Chapter 5: Civil Rights
Preamble
The campaign for the Democratic party’s nomination for president in 2008 culminated in a contest between a mixed-race man and a white woman. Both candidates addressed their identities directly and with pride. Barack Obama gave a notable speech about race, saying that black anger and white resentments were grounded in legitimate concerns and that Americans must work together to move beyond their racial wounds. Conceding defeat in June, Hillary Clinton told her supporters, “Although we weren’t able to shatter that highest, hardest glass ceiling this time, it’s got about eighteen million cracks in it.”

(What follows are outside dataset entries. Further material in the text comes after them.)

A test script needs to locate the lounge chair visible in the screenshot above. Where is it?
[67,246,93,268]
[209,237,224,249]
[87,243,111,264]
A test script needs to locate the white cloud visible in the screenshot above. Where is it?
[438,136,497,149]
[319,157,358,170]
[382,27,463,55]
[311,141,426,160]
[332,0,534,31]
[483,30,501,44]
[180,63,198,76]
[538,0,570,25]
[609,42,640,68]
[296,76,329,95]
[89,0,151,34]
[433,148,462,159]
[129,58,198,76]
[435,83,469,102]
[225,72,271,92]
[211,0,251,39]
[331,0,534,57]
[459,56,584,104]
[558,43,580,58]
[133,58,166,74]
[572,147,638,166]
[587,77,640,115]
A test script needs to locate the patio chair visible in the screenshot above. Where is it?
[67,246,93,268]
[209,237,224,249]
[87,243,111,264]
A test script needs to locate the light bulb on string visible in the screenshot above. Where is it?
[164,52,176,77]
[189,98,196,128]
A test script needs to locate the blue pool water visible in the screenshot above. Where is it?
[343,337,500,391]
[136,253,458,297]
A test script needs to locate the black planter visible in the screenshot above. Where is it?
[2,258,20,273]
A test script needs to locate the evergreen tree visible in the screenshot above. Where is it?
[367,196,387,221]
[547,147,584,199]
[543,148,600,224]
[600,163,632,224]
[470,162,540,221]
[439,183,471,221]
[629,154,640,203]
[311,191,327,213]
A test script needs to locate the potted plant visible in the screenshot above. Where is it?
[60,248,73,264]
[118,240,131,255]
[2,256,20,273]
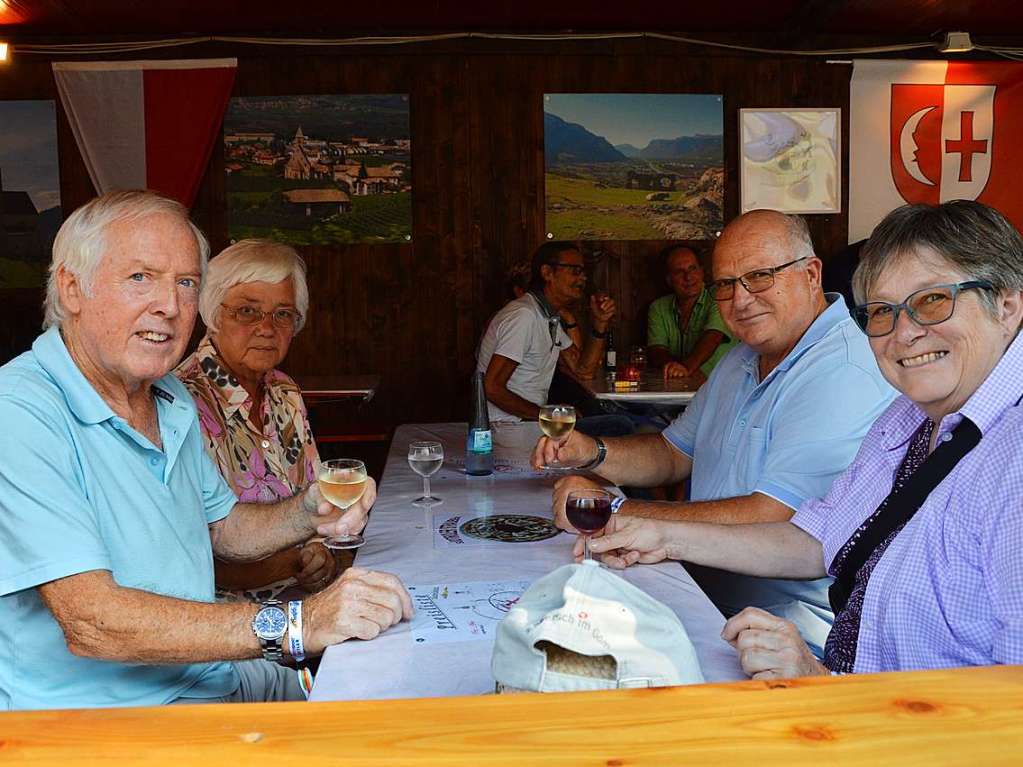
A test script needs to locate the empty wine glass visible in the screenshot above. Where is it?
[540,405,575,468]
[316,458,369,548]
[408,442,444,508]
[565,489,611,559]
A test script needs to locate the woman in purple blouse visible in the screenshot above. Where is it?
[591,200,1023,678]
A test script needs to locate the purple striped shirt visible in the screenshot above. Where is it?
[792,333,1023,673]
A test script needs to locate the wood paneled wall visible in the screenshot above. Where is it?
[0,41,850,424]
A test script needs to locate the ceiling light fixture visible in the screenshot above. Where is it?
[938,32,973,53]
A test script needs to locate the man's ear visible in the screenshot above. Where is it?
[56,266,85,314]
[806,256,824,286]
[997,290,1023,334]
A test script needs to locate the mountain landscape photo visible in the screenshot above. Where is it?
[543,94,724,240]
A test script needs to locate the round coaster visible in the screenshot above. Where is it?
[458,514,561,543]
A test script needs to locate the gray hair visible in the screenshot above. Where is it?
[852,199,1023,316]
[781,213,817,270]
[198,238,309,333]
[43,189,210,330]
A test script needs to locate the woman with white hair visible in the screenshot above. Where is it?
[576,199,1023,678]
[176,239,337,601]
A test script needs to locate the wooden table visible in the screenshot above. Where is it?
[583,371,700,406]
[295,375,381,405]
[0,666,1023,767]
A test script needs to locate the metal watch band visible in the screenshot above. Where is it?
[579,437,608,471]
[256,599,287,663]
[259,637,284,663]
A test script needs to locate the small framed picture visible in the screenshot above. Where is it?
[739,108,842,214]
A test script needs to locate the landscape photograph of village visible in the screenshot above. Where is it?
[543,93,724,240]
[224,94,412,245]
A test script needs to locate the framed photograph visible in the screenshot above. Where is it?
[224,94,412,245]
[543,93,724,240]
[0,100,63,288]
[739,108,842,214]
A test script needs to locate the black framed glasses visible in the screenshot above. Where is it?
[852,279,994,339]
[220,304,302,330]
[550,261,586,277]
[708,256,813,301]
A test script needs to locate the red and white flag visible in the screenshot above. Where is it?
[53,58,237,208]
[849,61,1023,242]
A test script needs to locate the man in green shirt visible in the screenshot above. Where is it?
[647,245,737,378]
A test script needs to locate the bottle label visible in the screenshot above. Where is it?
[469,428,494,453]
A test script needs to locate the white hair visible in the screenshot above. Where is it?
[43,189,210,330]
[198,239,309,333]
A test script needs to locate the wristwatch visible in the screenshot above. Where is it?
[253,599,287,662]
[579,437,608,471]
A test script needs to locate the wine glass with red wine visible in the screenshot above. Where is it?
[565,488,611,559]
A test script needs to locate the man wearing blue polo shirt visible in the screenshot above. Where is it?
[534,211,895,649]
[0,191,411,710]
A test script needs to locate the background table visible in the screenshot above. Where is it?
[296,375,381,404]
[312,423,746,701]
[583,372,699,405]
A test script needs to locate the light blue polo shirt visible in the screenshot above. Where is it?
[663,294,897,655]
[663,294,896,510]
[0,328,239,710]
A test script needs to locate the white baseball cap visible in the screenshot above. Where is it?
[491,560,704,692]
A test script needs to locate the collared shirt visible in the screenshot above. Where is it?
[663,294,895,625]
[174,335,319,602]
[647,287,739,376]
[792,334,1023,673]
[476,294,572,420]
[0,328,239,709]
[174,335,319,503]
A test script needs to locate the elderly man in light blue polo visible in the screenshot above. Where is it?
[534,211,895,651]
[0,191,411,710]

Reporters and commentators in the media identified how race and gender played out in the campaign and in the statements of the candidates and their associates, including the polarizing statements of figures such as Obama’s minister, Jeremiah Wright. At the same time, the media reported that the Democratic contest and Obama’s nomination symbolized how far civil rights have come in America from the dark days of segregation. This frame became dominant when Obama was elected president in November 2008.
Civil rights protect people against discrimination. They focus on equal access to society and to political activities such as voting. They are pursued by disadvantaged groups who, because of a single characteristic, have historically been discriminated against. In this chapter, we consider race and ethnicity, gender, sexual orientation, and disability.
The history of civil rights was created, first and most influentially, by African Americans’ struggle for racial equality. Their strategies and policy victories became the model for all other disadvantaged groups.John D. Skrentny, The Minority Rights Revolution (Cambridge, MA: Harvard University Press, 2002).